The ancestor tree is provided in memory of my mother, who died some years ago. She did all of the research on my mother's side, another relative unknowingly did the corresponding work on my father's side. They never met to discuss this, primarily because they are not kin, and thus their trees don't intersect. Being a relative of both, the two efforts make up my ancestor tree. (The Swedish Personal Information Integrity Law "Personupplysningslagen" discourages me from naming this other relative, and I have also edited out some facts on living persons.)
Unfortunately, I don't have the time to pursue it any further. My contribution consists of merging the two sub-trees together and giving them a home on the Internet.

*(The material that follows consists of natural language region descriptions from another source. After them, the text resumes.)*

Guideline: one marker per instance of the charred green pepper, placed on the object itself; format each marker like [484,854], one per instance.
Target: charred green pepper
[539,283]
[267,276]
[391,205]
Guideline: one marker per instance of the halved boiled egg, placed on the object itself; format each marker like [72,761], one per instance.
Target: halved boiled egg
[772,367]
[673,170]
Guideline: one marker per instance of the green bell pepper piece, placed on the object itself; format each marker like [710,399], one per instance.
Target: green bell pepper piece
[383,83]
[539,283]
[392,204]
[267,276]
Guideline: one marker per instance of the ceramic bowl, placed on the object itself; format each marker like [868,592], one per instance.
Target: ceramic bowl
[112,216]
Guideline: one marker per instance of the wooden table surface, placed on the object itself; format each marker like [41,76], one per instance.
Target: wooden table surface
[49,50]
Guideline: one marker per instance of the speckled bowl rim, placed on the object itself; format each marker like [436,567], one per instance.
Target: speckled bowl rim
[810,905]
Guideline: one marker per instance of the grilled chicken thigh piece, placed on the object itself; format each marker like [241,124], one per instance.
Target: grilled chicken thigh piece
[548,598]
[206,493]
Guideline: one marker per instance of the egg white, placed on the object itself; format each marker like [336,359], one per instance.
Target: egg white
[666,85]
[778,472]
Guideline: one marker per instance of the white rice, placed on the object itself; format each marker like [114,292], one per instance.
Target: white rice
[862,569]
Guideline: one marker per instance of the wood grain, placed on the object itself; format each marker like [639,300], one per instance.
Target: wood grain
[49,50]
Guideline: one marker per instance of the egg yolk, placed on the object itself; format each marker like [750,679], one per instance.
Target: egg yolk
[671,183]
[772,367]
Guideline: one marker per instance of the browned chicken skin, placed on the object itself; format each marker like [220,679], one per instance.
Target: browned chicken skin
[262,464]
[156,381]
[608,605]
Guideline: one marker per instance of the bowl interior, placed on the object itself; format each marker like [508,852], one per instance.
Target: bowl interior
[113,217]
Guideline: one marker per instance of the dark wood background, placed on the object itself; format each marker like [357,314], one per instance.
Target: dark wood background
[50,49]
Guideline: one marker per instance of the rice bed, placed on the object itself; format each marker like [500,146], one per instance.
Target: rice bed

Thus, the tree is more or less provided as is, even though I collect errors and extensions for a future revision. In particular, I cannot answer questions regarding the source or correctness of a particular piece of information since I simply don't know.
The tree was generated with too many levels on a single page - I might redo it some day. And I'm afraid it's all in Swedish, even though some relatives live abroad, particularly in North America. Enough said, here it is.
Thought experiment (2001): We're some 8 million Swedes born in Sweden.
The average birth rate is just under 2.0, which makes around 4 million
unique trees. The reasonably recorded person history goes on average 10
generations back, with an average population per generation of 2 million.
Thus, the task is to track down some 20 million people. If 1% of us (80,000)
find 1,000 ancestors each with 75% overlap, we've nearly found them all.
I guess there are also bounty hunters who find ancestors for money, thus
speeding it up further. Then it only remains to invent a global naming
space for us to have an as complete picture as we can get. It should not
be too hard using XML, and might even exist already.